KMP算法介绍
KMP算法的核心是利用匹配失败后的信息,尽量减少模式串与主串的匹配次数以达到快速匹配的目的。具体实现就是通过一个next()函数实现,函数本身包含了模式串的局部匹配信息。KMP算法的时间复杂度O(m+n)。
应用实例
案例:给定字符串str1 = "我爱北京天安门我爱中华我爱中国我爱共产党",字符串str2 = "我爱中国";要求匹配出str2在str1中第一次出现的位置。
解法一:暴力匹配法
代码实现:
package com.athome.kmp;
/**
* Description:
* Author:江洋大盗
* Date:2021/1/17 21:17
*/
public class ViolentSolution {
public static void main(String[] args) {
String str1 = "ABBCADDAAADDBC";
String str2 = "ADDB";
int i = violentSolution(str1, str2);
System.out.println("第一次出现的角标为:" + i);
}
/**
* @param str1 跟字串匹配的母串
* @param str2 待匹配的字子符串
* @return 返回字串第一次在母串中出现的位置,若查询不到返回-1
*/
public static int violentSolution(String str1, String str2) {
if (str1 == null || str2 == null) {
throw new RuntimeException("参数传入有误!!!");
}
int str1Len = str1.length();
int str2Len = str2.length();
int i = 0;//记录str1的字符
int j = 0;//记录str2的字符
while (i < str1Len && j < str2Len) {
if (str1.charAt(i) == str2.charAt(j)) {
i++;
j++;
} else {
//如果不相等,将i重置为刚开始匹配的下一个元素,j重置为0
i = i - j + 1;
j = 0;
}
}
if (j == str2Len) {
return i - j;
} else {
return -1;
}
}
}
解法二:KMP算法
代码实现:
package com.athome.kmp;
import java.util.Arrays;
/**
* Description:
* Author:江洋大盗
* Date:2021/1/17 21:37
*/
public class KMPSolution {
public static void main(String[] args) {
String str1 = "我爱北京天安门我爱中华我爱中国我爱共产党";
String str2 = "我爱中国";
int i = kmpSolution(str1, str2);
System.out.println(i);
}
public static int kmpSolution(String str1, String str2) {
int[] next = kmpNext(str2);
for (int i = 0, j = 0; i < str1.length(); i++) {
while (j > 0 && str1.charAt(i) != str2.charAt(j)) {
j = next[j - 1];
}
if (str1.charAt(i) == str2.charAt(j)) {
j++;
}
if (j == str2.length()) {
return i - j + 1;
}
}
return -1;
}
private static int[] kmpNext(String dest) {
int[] next = new int[dest.length()];
next[0] = 0;
for (int i = 1, j = 0; i < dest.length(); i++) {
while (j > 0 && dest.charAt(i) != dest.charAt(j)) {
j = next[j - 1];
}
if (dest.charAt(i) == dest.charAt(j)) {
j++;
}
next[i] = j;
}
return next;
}
}
拓展
案例一:给定字符串str1 = "abvurhellovjdfapplelkvwert",字符串str2 = "vsdkjbvlrkhellosbg",找出两个字符串中的最大相同字串。
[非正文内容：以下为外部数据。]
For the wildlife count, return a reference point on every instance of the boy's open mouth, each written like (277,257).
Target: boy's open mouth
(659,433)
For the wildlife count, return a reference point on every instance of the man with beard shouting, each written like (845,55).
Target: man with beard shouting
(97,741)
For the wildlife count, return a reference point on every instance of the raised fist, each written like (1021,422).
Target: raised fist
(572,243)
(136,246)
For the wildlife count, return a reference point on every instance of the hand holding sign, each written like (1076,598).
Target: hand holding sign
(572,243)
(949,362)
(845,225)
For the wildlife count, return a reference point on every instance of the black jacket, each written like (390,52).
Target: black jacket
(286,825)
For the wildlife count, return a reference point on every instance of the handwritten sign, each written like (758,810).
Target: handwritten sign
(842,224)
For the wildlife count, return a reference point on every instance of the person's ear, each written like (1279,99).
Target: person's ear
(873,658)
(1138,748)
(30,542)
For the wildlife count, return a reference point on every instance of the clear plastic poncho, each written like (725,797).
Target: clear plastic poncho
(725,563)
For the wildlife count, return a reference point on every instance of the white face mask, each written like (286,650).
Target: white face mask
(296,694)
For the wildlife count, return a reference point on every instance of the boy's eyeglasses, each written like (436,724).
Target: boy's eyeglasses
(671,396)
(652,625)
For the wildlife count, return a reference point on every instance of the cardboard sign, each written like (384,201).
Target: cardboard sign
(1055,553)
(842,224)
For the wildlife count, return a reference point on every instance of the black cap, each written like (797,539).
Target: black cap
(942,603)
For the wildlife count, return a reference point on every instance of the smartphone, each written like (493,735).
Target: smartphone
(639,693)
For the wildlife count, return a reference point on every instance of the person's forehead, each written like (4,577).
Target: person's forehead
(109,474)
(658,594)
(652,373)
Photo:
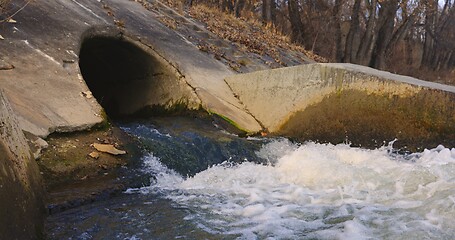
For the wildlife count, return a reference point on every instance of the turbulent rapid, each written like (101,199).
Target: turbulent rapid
(318,191)
(199,182)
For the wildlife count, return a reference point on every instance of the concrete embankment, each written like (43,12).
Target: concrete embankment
(339,102)
(121,41)
(21,190)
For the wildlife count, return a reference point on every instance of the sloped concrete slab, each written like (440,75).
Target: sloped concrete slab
(45,85)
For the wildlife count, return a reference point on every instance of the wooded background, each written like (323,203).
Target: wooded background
(408,37)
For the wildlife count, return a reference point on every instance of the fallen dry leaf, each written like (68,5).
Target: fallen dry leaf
(94,155)
(108,148)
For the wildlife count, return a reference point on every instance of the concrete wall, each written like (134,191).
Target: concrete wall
(21,190)
(335,102)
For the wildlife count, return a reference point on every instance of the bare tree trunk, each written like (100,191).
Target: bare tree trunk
(268,11)
(351,50)
(238,6)
(369,37)
(387,15)
(430,21)
(297,34)
(339,56)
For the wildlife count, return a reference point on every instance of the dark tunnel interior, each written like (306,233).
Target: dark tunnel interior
(119,73)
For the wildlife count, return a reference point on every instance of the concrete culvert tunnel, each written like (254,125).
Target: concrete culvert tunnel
(126,79)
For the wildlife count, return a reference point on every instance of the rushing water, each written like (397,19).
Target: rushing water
(285,191)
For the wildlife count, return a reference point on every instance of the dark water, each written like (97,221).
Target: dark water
(203,183)
(185,144)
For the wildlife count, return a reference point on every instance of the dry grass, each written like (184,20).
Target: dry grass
(250,33)
(3,6)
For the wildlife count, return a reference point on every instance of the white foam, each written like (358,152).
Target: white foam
(321,191)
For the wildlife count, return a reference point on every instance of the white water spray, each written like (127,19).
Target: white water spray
(320,191)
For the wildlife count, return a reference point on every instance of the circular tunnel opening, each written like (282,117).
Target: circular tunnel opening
(123,77)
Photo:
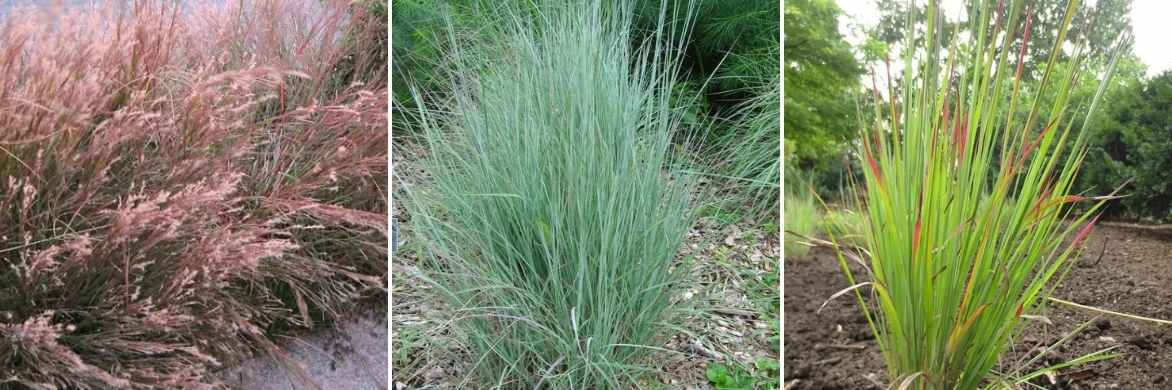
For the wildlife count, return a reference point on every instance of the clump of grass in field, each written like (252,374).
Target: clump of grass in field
(847,225)
(556,210)
(176,185)
(967,204)
(801,220)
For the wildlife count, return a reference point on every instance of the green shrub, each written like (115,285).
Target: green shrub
(1132,143)
(554,213)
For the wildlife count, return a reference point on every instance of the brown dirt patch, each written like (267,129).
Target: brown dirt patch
(833,349)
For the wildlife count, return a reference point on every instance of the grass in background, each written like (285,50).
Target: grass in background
(801,219)
(177,185)
(556,213)
(958,258)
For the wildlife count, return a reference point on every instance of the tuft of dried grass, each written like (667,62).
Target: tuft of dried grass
(181,183)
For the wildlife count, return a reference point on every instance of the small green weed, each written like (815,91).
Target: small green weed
(763,374)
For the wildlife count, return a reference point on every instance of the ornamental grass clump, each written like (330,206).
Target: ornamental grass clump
(971,224)
(753,151)
(556,210)
(181,185)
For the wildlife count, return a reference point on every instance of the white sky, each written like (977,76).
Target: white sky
(1149,22)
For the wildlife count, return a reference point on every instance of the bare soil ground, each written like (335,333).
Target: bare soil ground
(833,349)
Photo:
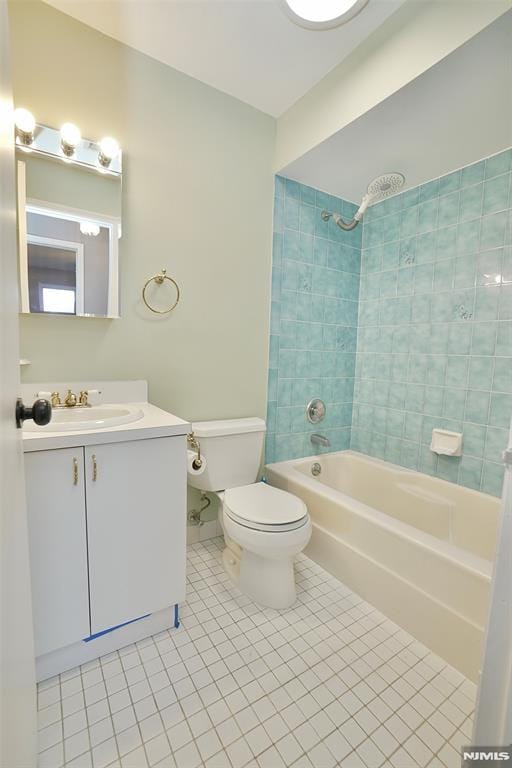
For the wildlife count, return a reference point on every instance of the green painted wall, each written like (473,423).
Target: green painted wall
(197,199)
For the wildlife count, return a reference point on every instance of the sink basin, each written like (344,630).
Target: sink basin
(95,417)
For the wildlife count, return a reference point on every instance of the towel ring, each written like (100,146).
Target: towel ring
(159,279)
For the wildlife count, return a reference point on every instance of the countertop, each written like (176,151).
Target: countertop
(154,423)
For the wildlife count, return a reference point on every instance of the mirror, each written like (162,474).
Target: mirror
(69,222)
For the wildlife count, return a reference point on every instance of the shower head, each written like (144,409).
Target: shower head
(378,189)
(385,185)
(381,187)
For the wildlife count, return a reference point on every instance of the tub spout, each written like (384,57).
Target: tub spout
(321,440)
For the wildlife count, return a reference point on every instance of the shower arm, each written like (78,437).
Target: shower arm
(352,224)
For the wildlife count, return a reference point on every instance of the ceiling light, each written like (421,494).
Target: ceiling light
(25,124)
(109,150)
(322,14)
(89,228)
(70,138)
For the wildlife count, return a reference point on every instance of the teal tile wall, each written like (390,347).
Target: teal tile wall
(315,287)
(435,324)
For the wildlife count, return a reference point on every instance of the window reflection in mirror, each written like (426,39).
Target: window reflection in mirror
(69,226)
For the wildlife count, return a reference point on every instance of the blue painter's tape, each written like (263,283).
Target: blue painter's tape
(112,629)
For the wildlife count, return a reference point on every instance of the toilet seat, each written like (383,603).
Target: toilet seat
(262,507)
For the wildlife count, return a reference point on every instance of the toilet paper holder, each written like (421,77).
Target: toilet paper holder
(195,445)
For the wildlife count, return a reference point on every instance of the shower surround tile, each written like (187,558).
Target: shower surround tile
(400,326)
(434,333)
(315,291)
案例二:给定字符串str1 = "abvurhellovjdfapplelkvwert",字符串str2 = "vsdkjapplebvlrkhellosbg",找出两个字符串中的所有最大相同字串。
package com.athome.kmp;
import java.util.ArrayList;
import java.util.List;
/**
* Description:
* Author:江洋大盗
* Date:2021/1/17 22:28
*/
public class IdenticalSubstring {
public static void main(String[] args) {
String str1 = "abvurhellovjdfapplelkvwert";
String str2 = "vsdkapplejbvlrkhellosbg";
List<String> allMaxSubstring = getAllMaxSubstring(str1, str2);
System.out.println(allMaxSubstring);
}
public static String getMaxSubstring(String str1, String str2) {
if (str1 == null || str2 == null) {
throw new RuntimeException("参数传入有误");
}
String maxStr = (str1.length() > str2.length()) ? str1 : str2;
String minStr = (str1.length() <= str2.length()) ? str1 : str2;
int length = minStr.length();
String maxSamePart = null;
for (int i = 0; i < length; i++) {
for (int j = 0, k = length - i; k <= length; j++, k++) {
maxSamePart = minStr.substring(j, k);
if (maxStr.contains(maxSamePart)) {
return maxSamePart;
}
}
}
return null;
}
public static List<String> getAllMaxSubstring(String str1, String str2) {
if (str1 == null || str2 == null) {
throw new RuntimeException("参数传入有误");
}
String maxStr = (str1.length() > str2.length()) ? str1 : str2;
String minStr = (str1.length() <= str2.length()) ? str1 : str2;
int length = minStr.length();
String maxSamePart;
int maxSize = 0;//记录最大值
List<String> list = new ArrayList<>();
label:
for (int i = 0; i < length; i++) {
for (int j = 0, k = length - i; k <= length; j++, k++) {
maxSamePart = minStr.substring(j, k);
if (maxStr.contains(maxSamePart)) {
if (maxSize == 0) {
maxSize = maxSamePart.length();
}
if (maxSamePart.length() < maxSize) {
break label;
}
list.add(maxSamePart);
}
}
}
return list;
}
}
结语
只要能收获甜蜜,荆棘丛中也有蜜蜂忙碌的身影,未来的你一定会感谢现在努力的自己。